Turns out Joe Davis' hassle of packing up and moving downtown Sunday was worth it after all.

"I probably did more business Monday than Saturday and Sunday combined," said Davis, a Broomfield vendor who finished his fourth Grand Olde West Days celebration Monday.

Davis was among numerous vendors who set up early Saturday in the parking lot of the Moffat County Fairgrounds -- many of them wondering how sales would be impacted as part of Memorial Day's Yampa Avenue street festival.

Vendors this year returned downtown for Memorial Day after spending previous three-day weekends camped at the fairgrounds.

"I was happy with the move and I think it's definitely the way to go," said Davis, who sells various nostalgic items and sports memorabilia.

"But I'd come back as long as I can have those entire three days."

While sales varied from tent to tent, vendors and business owners largely praised organizers for bringing back Memorial Day's traditional downtown fanfare.

After years of selling elsewhere, Craig's Audrey and Glenn Prichard offered their assortment of hand-crafted items Monday for the first time during Grand Olde West Days.

While supportive of the downtown vending approach, Monday wasn't a financial windfall, Glenn said.

"It was OK ... wasn't anything to brag about," Glenn Prichard said.

Both Pritchard's and Davis' lone complaint were entry fees -- $80 for a 10-by-10-foot booth in Monday's festival.

"We paid $69 for three days in Rifle (Rendezvous)," Prichard said of the weekend prior to Memorial Day.

"I don't know if we're going to get in it (GOWD) next year," he said.

Sluggish sales couldn't be pinned on turnout Monday.
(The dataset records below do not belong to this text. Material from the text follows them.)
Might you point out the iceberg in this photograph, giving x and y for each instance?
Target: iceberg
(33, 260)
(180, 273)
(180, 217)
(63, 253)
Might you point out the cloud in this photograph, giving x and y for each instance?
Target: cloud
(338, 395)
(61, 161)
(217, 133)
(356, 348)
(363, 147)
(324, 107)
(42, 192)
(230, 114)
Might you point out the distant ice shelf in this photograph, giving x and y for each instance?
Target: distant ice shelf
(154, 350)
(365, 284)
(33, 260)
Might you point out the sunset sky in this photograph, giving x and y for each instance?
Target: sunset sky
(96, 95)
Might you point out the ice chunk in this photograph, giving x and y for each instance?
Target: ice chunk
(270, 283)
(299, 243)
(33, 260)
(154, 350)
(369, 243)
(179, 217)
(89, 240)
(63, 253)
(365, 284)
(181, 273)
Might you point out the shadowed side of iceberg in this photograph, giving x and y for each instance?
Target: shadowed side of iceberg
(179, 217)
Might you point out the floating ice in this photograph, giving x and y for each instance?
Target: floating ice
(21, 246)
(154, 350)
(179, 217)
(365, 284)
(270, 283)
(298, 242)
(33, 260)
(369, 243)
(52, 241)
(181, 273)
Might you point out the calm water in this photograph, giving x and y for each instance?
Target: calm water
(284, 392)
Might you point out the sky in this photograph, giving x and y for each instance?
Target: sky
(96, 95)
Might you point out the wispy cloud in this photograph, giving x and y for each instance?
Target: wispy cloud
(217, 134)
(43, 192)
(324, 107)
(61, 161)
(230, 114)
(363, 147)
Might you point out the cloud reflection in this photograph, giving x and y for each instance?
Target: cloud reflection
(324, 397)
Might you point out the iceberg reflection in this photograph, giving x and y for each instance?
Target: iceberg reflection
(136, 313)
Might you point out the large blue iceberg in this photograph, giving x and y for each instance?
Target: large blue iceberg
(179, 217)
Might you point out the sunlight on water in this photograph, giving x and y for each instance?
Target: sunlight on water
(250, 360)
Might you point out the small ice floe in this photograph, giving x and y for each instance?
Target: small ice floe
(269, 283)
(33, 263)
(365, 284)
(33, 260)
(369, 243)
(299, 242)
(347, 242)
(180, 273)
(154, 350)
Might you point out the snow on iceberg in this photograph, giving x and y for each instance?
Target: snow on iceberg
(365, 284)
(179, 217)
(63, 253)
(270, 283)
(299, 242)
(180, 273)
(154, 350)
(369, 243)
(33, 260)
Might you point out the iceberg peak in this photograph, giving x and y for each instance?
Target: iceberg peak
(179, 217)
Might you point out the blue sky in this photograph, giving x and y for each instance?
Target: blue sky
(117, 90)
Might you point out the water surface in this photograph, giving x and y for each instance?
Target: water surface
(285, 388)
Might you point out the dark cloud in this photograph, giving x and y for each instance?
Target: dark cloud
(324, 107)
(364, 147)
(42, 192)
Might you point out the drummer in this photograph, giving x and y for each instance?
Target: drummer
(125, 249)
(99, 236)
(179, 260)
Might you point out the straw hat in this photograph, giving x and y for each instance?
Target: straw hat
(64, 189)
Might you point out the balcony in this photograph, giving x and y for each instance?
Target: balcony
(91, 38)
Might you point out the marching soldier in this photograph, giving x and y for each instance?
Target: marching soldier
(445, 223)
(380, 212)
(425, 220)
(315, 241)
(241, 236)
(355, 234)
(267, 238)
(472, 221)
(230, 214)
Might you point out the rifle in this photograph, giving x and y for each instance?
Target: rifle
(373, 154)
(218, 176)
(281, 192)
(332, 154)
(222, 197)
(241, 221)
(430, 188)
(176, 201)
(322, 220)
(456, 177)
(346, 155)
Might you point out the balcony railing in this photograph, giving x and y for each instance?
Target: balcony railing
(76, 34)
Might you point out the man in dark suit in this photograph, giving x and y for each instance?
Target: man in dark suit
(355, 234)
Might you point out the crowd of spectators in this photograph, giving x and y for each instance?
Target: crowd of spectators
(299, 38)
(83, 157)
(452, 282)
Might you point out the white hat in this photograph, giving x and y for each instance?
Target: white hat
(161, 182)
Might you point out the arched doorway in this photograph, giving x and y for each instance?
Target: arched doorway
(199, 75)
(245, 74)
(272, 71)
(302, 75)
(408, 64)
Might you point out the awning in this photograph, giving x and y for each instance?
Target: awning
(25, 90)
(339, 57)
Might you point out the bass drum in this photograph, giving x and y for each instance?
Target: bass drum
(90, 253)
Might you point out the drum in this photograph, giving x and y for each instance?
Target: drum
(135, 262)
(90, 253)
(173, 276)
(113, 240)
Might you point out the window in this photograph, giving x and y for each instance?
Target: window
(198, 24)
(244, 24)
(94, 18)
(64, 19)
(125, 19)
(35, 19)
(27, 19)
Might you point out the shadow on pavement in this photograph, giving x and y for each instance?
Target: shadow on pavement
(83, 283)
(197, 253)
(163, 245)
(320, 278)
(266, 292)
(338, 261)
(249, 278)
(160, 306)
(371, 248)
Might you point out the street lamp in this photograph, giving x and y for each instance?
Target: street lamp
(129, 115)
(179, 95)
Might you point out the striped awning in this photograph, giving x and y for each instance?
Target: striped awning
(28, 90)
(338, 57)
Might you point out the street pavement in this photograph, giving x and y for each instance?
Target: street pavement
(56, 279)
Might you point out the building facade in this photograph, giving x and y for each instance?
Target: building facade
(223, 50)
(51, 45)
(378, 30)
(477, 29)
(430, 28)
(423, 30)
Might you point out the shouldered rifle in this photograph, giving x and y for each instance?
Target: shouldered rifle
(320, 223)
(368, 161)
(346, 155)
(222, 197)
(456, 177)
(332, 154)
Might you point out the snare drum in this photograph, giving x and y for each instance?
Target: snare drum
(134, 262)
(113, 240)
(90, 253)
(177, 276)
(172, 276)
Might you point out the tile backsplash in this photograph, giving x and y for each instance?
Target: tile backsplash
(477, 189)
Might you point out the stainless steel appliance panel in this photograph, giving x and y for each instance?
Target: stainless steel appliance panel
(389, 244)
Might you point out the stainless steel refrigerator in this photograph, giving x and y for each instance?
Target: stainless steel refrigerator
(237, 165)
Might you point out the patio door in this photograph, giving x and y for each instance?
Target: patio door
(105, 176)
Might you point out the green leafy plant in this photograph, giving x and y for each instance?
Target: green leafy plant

Carol Wilson, a Grand Olde West Days organizer and owner of Neolithics, offered a rough estimate of 6,000 strolling Yampa Avenue under sunny skies.

"There's no real good way to count noses," she said.

Several businesses choosing to remain open reported brisk sales.

"We did double what we normally do on any given weekday," Wilson said.

Just north of Wilson's shop, the Museum of Northwest Colorado set a one-day attendance record of 1,780 visitors. The museum's previous one-day best was 1,700 -- a record set during 2000's Grand Olde West Days

The museum debuted its Buffalo Bill collection Memorial Day.

"People were really ecstatic to have that sense of community again downtown and see their neighbors," said Mary Pat Dunn, exhibit coordinator with the museum.